When Russian Prime Minister Vladimir Putin invited Western energy companies to help develop natural gas fields in Siberia's Yamal Peninsula in late September, many Western observers viewed it as an admission of defeat. After years of increasing state involvement in the upstream of the Russian hydrocarbon sector, a collapse in the price of oil had pushed Moscow to reconsider its adversarial relations with private investors -- foreign and domestic alike. While there is some truth to this interpretation, it ignores a more important narrative that emerged from the meeting at the Siberian frontier town of Salekhard about Russia's shifting attention toward liquefied natural gas (LNG).
Russia's natural gas resources form the backbone of its domestic economy and represent a major factor in its foreign policy.
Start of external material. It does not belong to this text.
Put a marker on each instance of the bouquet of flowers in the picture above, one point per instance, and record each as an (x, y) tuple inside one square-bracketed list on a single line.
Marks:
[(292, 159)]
With the world's largest natural gas reserves, Russia manages to both subsidize domestic gas consumption and export large quantities to Europe by way of pipelines. About one-fourth of EU gas demand is sourced from Russia, and individual countries in Central and Eastern Europe often source their entire gas demand from their eastern neighbor.
Because natural gas is just that -- a gas -- its transportation has long relied on pipelines, with long-term contracts fixing the amount sold and purchased, and the price indexed to that of oil. These contracts were initially justified by the enormous capital expenditures required to develop new gas fields and build expensive long-distance pipelines.